Romances de Jean-François Didier d'Attel de Luttange
Par Céline Carenco et Nicolas Moron
Éditeur : Symétrie
Partition publiée avec le soutien du CRULH et l'UFR Arts Lettres et Langues de Metz.
Déjà pratiqué dans les salons de la deuxième moitié du XVIIIe siècle, le genre de la romance connaît sous l’Empire puis la Restauration une vogue sans précédent. Définie dans le Dictionnaire de musique de Jean‑Jacques Rousseau en 1768 comme un « Air sur lequel on chante un petit poème du même nom, divisé par couplets, duquel le sujet est pour l’ordinaire quelque histoire amoureuse et souvent tragique », la romance est un chant simple habituellement accompagné au piano. Accessible à de nombreux musiciens amateurs, la romance fait aussi le succès de chanteurs célèbres comme Pierre Garat (1762-1823) et de compositeurs reconnus comme Alexis de Garaudé (1779-1852).
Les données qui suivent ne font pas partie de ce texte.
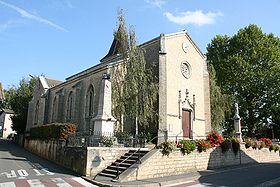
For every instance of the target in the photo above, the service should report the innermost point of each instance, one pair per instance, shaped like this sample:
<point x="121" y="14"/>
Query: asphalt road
<point x="259" y="175"/>
<point x="20" y="168"/>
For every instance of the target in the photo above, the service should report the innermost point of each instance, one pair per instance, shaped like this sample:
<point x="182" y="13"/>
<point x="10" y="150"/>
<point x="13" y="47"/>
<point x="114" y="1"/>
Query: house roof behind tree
<point x="1" y="93"/>
<point x="51" y="82"/>
<point x="7" y="111"/>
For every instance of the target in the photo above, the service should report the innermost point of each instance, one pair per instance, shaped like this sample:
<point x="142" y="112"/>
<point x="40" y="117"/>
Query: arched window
<point x="54" y="110"/>
<point x="69" y="115"/>
<point x="90" y="102"/>
<point x="36" y="113"/>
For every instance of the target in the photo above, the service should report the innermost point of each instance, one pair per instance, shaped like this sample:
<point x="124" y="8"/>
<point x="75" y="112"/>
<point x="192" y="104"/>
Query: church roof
<point x="115" y="44"/>
<point x="51" y="82"/>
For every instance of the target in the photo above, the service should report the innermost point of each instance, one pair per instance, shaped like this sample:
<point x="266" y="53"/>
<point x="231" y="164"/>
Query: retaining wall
<point x="156" y="165"/>
<point x="84" y="160"/>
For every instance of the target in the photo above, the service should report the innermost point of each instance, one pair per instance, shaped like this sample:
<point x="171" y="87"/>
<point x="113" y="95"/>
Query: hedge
<point x="53" y="131"/>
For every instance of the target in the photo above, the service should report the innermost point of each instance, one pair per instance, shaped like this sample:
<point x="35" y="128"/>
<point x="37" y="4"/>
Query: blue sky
<point x="59" y="38"/>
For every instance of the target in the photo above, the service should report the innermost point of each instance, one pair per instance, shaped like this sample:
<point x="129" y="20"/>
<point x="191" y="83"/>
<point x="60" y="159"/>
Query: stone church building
<point x="85" y="98"/>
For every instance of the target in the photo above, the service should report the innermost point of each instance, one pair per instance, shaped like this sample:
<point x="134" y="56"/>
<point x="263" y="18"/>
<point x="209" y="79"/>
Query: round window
<point x="186" y="69"/>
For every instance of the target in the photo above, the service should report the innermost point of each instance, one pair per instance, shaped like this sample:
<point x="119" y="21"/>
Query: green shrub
<point x="225" y="145"/>
<point x="167" y="147"/>
<point x="122" y="137"/>
<point x="249" y="143"/>
<point x="107" y="141"/>
<point x="53" y="131"/>
<point x="235" y="144"/>
<point x="274" y="147"/>
<point x="203" y="145"/>
<point x="256" y="144"/>
<point x="187" y="146"/>
<point x="261" y="145"/>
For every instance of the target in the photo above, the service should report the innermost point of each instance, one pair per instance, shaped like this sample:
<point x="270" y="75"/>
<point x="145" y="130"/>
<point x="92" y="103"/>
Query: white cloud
<point x="157" y="3"/>
<point x="28" y="15"/>
<point x="9" y="24"/>
<point x="197" y="17"/>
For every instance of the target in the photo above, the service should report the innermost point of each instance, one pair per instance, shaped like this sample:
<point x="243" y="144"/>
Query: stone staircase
<point x="123" y="163"/>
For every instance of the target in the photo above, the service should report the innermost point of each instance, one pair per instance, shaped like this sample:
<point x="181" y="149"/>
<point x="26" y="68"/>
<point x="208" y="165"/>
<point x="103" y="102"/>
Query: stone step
<point x="107" y="175"/>
<point x="112" y="167"/>
<point x="110" y="171"/>
<point x="138" y="152"/>
<point x="129" y="161"/>
<point x="130" y="157"/>
<point x="126" y="165"/>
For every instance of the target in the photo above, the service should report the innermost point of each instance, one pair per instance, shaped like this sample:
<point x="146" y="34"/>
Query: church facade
<point x="85" y="98"/>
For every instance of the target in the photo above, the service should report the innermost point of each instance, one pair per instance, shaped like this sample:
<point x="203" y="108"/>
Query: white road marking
<point x="83" y="182"/>
<point x="35" y="183"/>
<point x="8" y="184"/>
<point x="38" y="172"/>
<point x="22" y="173"/>
<point x="47" y="171"/>
<point x="269" y="183"/>
<point x="10" y="175"/>
<point x="60" y="182"/>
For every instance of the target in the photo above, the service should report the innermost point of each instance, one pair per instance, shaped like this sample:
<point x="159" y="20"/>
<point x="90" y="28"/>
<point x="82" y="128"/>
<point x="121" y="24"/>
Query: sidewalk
<point x="165" y="181"/>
Dans un marché de l’édition musicale en pleine expansion, les ventes de romances, en feuillets séparés, en guise de suppléments à des journaux comme Le Ménestrel, dans des périodiques spécialisés comme le Journal d’Euterpe ou des anthologies comme le Chansonnier des grâces, connaissent un essor considérable.
Jean-François Didier Attel de Luttange s’adonne à l’écriture d’une vingtaine de romances, vraisemblablement au cours des années 1820 et 1830. Aujourd’hui conservées à la bibliothèque de Verdun, les pièces sont toutes présentes à l’état manuscrit dans le ms. 372, tome 6. Ce volume relié comporte aussi un grand nombre de copies manuscrites de romances pour lesquelles Attel n’a écrit que le texte littéraire ou que l’accompagnement musical, et quelques romances dont il n’est pas du tout l’auteur.
Parmi les romances dont Attel écrit les paroles et la musique, trois sont en lien avec son activité d’écrivain et ses romans publiés. Ce sont justement les trois seules à être éditées de son vivant : Le Chant du Damoisel (dont une version imprimée complète est conservée dans les papiers d’Attel à Verdun), La Dame de Rosange (dont le texte et la mélodie sont publiés dans le Chansonnier des grâces en 1821), et Le Diable au manoir (dont cependant la version publiée en 1824 dans le Journal d’Euterpe propose une mise en musique d’Alexis de Garaudé, et non la version d’Attel). Les autres romances présentées ici n’existaient jusqu’à aujourd’hui à notre connaissance qu’à l’état manuscrit.
Reflet d’une pratique amateur assez développée, la composition de ces romances, sur le plan musical aussi bien que poétique, connaît des fortunes assez diverses. Dans la dizaine de pièces retenues pour ce recueil, l’interprète se confrontera parfois à des difficultés de prosodie, en particulier dans les couplets suivants le premier car Attel n’a pas toujours veillé à la cohérence de l’intégralité de son texte avec la mélodie. Certains traits stylistiques dans l’écriture de l’accompagnement pourront aussi surprendre.